Unable to support that many members, the Octet downsized to a trio, minus Desmond, who had gone to New York. There had been bad blood between them, and when he returned, he came to the Brubeck home in San Francisco, hat in hand.
As Mr. Brubeck later told it: "I was out in the back, hanging up diapers on a clothesline and I turned around and there was Paul Desmond. My first inclination was to throttle him, and then the good things about Paul came back and he said how much he wanted to be with the quartet and he'd babysit, he'd wash the car, he'd run errands, he'd do anything I asked him to do if he could only be in the group."
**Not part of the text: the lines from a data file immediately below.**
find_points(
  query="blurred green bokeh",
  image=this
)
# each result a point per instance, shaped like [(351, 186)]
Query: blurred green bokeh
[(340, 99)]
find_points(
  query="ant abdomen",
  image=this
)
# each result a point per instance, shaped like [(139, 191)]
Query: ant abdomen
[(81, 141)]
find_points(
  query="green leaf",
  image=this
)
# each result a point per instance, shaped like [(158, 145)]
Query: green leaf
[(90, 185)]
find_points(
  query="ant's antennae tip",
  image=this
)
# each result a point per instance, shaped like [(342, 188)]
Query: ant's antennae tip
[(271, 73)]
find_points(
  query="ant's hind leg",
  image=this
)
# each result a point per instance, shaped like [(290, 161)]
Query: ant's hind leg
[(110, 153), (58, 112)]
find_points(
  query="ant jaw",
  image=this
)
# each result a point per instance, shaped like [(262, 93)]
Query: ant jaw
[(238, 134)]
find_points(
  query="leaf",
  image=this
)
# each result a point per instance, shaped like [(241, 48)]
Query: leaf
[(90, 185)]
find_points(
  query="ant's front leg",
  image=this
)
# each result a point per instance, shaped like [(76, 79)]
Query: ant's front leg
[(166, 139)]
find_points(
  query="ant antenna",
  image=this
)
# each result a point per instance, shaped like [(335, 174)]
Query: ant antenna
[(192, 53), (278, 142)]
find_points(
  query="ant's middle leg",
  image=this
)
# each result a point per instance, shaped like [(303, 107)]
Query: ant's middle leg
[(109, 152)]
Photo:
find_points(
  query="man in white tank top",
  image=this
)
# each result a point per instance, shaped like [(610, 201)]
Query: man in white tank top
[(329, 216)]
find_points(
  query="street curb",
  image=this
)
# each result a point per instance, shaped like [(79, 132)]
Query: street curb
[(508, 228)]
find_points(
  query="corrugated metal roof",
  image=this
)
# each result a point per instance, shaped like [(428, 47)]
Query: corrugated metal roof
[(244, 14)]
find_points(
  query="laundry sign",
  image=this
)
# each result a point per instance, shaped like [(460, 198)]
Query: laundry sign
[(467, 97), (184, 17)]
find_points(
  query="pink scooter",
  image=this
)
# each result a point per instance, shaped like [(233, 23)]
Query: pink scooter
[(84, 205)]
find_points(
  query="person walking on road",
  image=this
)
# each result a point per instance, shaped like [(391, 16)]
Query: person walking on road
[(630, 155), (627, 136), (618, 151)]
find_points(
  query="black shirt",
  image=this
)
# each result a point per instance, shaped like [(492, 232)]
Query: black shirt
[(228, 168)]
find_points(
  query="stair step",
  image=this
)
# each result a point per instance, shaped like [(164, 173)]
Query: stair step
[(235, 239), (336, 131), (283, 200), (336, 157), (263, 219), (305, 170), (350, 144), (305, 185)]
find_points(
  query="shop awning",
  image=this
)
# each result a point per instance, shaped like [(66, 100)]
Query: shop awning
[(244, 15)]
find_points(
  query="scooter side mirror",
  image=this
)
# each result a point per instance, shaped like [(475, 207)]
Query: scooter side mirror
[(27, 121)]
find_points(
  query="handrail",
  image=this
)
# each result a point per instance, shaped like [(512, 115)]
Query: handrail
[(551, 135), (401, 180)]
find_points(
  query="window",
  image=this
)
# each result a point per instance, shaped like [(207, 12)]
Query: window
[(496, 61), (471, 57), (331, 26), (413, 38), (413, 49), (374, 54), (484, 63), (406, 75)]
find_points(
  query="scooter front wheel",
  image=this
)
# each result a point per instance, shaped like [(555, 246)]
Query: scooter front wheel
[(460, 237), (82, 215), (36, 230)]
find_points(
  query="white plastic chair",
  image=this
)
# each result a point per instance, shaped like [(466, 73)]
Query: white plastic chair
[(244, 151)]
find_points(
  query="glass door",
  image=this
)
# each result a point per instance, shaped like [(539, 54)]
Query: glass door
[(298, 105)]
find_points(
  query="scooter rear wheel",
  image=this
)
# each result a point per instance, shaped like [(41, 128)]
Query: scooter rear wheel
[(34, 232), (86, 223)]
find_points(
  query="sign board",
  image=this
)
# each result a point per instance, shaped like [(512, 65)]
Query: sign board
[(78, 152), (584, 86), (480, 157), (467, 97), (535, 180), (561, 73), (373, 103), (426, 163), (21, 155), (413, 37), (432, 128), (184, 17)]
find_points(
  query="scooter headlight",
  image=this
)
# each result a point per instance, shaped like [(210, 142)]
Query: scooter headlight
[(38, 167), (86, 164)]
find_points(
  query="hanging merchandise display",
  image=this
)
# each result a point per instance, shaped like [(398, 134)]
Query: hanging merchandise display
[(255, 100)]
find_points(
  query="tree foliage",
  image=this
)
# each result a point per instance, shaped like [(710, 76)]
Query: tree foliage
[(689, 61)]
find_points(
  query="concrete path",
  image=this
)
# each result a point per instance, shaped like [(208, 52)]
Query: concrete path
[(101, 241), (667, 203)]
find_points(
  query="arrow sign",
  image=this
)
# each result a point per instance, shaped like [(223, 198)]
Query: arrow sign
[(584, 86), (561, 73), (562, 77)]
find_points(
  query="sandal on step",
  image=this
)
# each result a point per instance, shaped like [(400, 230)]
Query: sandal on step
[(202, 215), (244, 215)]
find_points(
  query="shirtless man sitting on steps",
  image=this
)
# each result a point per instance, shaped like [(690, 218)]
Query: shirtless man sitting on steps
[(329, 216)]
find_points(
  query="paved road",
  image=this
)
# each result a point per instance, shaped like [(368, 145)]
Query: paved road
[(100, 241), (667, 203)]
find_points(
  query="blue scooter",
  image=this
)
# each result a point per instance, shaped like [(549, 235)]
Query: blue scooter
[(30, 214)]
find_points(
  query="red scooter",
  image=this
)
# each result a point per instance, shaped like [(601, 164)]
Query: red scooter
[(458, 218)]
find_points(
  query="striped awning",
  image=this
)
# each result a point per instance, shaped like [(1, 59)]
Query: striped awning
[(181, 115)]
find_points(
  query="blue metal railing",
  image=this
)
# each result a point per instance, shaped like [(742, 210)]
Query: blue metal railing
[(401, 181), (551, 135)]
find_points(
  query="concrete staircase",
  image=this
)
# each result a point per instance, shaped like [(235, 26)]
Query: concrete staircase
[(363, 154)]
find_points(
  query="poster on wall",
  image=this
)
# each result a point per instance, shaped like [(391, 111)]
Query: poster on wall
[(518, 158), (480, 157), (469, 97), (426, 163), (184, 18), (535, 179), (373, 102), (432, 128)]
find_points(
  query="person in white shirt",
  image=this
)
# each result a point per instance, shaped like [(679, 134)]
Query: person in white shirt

Mr. Brubeck relented, and it was their chemistry that made the quartet, which from 1958 to '67 also included Joe Morello on drums and Eugene Wright on bass.
"It was the immediacy and the improvisational quality of it, and the counterpoint between Brubeck and Paul Desmond that was so interesting," said Conte, who first saw the quartet during a college tour in 1955, when it played the University of Connecticut, where Conte was a freshman.
Eventually there would be five Brubeck sons and one daughter for Desmond to babysit, with the oldest named Darius after his father's mentor. Mr. Brubeck built a big home in the Oakland hills, where the family lived until decamping for Connecticut in the 1960s.
Throughout his touring career, Mr. Brubeck worked with black musicians, as he'd done in the Army.
"He fought for civil rights," said Gioia, author of "West Coast Jazz." "At the peak of his fame he had an integrated band. If concert promoters pushed back on it, he threatened to cancel the concert."
In 1973, Mr. Brubeck came home from Connecticut to play a farewell concert at the Berkeley Community Theater. But it wasn't his farewell. He played concerts for another 40 years. "He was a class act in every sense of the word," Gioia said. "He had a marriage that lasted 70 years. I don't think any celebrity has had a marriage that lasted 70 years."
Mr. Brubeck's last performance was in Montreal in July. His closing number was "Take Five."